眼看那人就要跑走,五皇子连忙快步往前擒住他,还没等三皇子拿出手帕递给五皇子,那人就已经吞毒自尽口吐白沫了。
沈惜卉眼里染着怒意,看向那慈宁宫之人,她没想到太后是这等心思,竟利用师父信件害她性命。
当看到三皇子那滴血的手掌,她连忙将藏于衣中的不侵药拿出来,用右手拨开那药丸纸衣后递到三皇子嘴边。
“这百毒不侵药丸,历经七七四十九天炼制,只此一颗!”
沈惜卉的语气里似乎带着一丝不悦,眼神里却满是心疼,带的这些药丸本是有备无患的,但她并不希望身边任何人用上。
“三皇兄,救命之恩没齿难忘。”
四公主眼含感激地看向三皇子,有些自责自己当时为何没反应过来闪避躲开,闻声想来帮忙反而添了麻烦。
“小事不必言谢,服药后我并未有何不适,想来定是无碍的。”
三皇子轻声回应着,抬起的眼眸却不自觉地停留在沈惜卉身上,并未挪开半寸。
“阿玥姐姐,不必自责,第一次遇到这种情况,慌乱紧张难以控制身体,也是正常的反应。
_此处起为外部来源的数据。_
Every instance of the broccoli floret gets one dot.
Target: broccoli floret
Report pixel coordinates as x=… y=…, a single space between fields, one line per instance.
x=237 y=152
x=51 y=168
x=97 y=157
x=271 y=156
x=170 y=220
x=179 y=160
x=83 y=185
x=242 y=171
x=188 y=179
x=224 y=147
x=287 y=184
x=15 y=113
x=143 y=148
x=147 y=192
”
沈惜卉笑着安慰四公主,又拿出绣帕在上面撒了些药粉,小心翼翼地为三皇子包扎伤口。
她突然有些疑惑,太后此举不知端王是否知情,她更好奇的是,太后是否知晓端王所为,若是知晓,那师父的处境岂非越发艰难。
五皇子快步走上前来,看到沈惜卉的手仍是停留在三皇兄的手上,心里隐隐猜到了那日沈惜卉的反应,应是与三皇兄有关,或许他早该意识到的。
想到这,他的嘴角扬起一抹释然的笑意,可眼里的失落仍是藏不住。
“三皇兄,你是不是有话要与惜卉妹妹单独说?”
四公主冷不丁问了一句,看似不经意其实心里已经酝酿过了,她只是听云栽姑姑说近日郡主心绪不佳,便猜到是与三皇子相关。
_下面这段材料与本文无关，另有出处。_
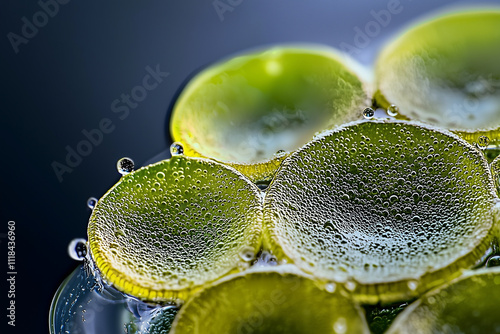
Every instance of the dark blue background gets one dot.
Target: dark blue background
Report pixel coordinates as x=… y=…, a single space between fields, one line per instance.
x=65 y=78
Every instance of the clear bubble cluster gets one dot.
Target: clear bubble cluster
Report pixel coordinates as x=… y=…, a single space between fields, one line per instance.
x=380 y=202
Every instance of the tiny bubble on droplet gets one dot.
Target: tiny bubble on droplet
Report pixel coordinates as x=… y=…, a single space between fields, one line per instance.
x=340 y=326
x=176 y=149
x=77 y=249
x=368 y=113
x=125 y=165
x=350 y=285
x=247 y=254
x=483 y=142
x=493 y=261
x=91 y=203
x=280 y=153
x=393 y=110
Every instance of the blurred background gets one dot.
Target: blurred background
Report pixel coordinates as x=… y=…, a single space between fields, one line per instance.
x=75 y=98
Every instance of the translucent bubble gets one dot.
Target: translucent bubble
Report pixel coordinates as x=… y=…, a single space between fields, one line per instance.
x=280 y=153
x=483 y=142
x=125 y=165
x=368 y=113
x=412 y=285
x=91 y=203
x=176 y=149
x=393 y=110
x=493 y=261
x=350 y=285
x=77 y=249
x=247 y=254
x=330 y=287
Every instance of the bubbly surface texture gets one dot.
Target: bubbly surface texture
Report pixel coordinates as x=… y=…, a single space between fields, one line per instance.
x=246 y=109
x=467 y=305
x=170 y=227
x=269 y=302
x=445 y=71
x=379 y=202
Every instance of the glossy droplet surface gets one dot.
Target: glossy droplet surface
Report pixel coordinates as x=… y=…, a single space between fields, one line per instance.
x=77 y=249
x=125 y=165
x=493 y=261
x=269 y=301
x=445 y=71
x=466 y=305
x=393 y=110
x=91 y=202
x=176 y=149
x=173 y=226
x=380 y=202
x=243 y=110
x=368 y=113
x=483 y=142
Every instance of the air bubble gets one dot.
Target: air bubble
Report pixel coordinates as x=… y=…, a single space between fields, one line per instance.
x=368 y=113
x=393 y=110
x=493 y=261
x=350 y=285
x=176 y=149
x=340 y=326
x=412 y=285
x=247 y=254
x=280 y=153
x=125 y=165
x=330 y=287
x=77 y=249
x=91 y=203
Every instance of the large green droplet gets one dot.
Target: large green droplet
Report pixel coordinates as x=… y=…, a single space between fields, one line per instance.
x=446 y=72
x=390 y=208
x=268 y=301
x=171 y=227
x=246 y=109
沈惜卉缓缓抬起眼眸看向三皇子,脸颊倏地浮起一层极淡的红晕。
“我……”
三皇子眉眼低垂,睫毛在眼下投出一片柔和的阴影,随着他紧张的呼吸而轻轻颤动。
五皇子看到三皇兄脸上犹豫而纠结的神情,心里生出一丝莫名的不悦,这有什么好吞吞吐吐的,心悦之人就在眼前,自己的心意为何不敢认下?
或许三皇兄与他一样心存担忧,可是最重要的,难道不是确定彼此的心意吗?
“三皇兄,你是不是觉得前途未知恐误佳人?其实我瞧着父皇近来越发看重你了……”
三皇子并未回应,只是默默地将那包扎好的手臂垂在身后。
他曾经以为奋不顾身地勇敢才是爱,越靠近她的时候,反而越克制顾虑,心绪也会不由自主地发生变化。
如今他才发觉,勇于示好是因为爱,克制忍耐也是因为爱。
他只是觉得,她想要的自由,不应因他所阻碍束缚,更觉得带着春日般暖意的她,应该肆意地自在生活。
沈惜卉看向那熟悉的脸,缓缓说着:“这世间并非有耀眼的身份才显得体面,也并非只有立下汗马功劳才算有价值,我们过着属于自己的人生,而非他人议论里的。”
“同理而论,并非只有生于郊外院落日日游玩林间才是自在,在这高门宫墙之内亦可欢愉惬意。”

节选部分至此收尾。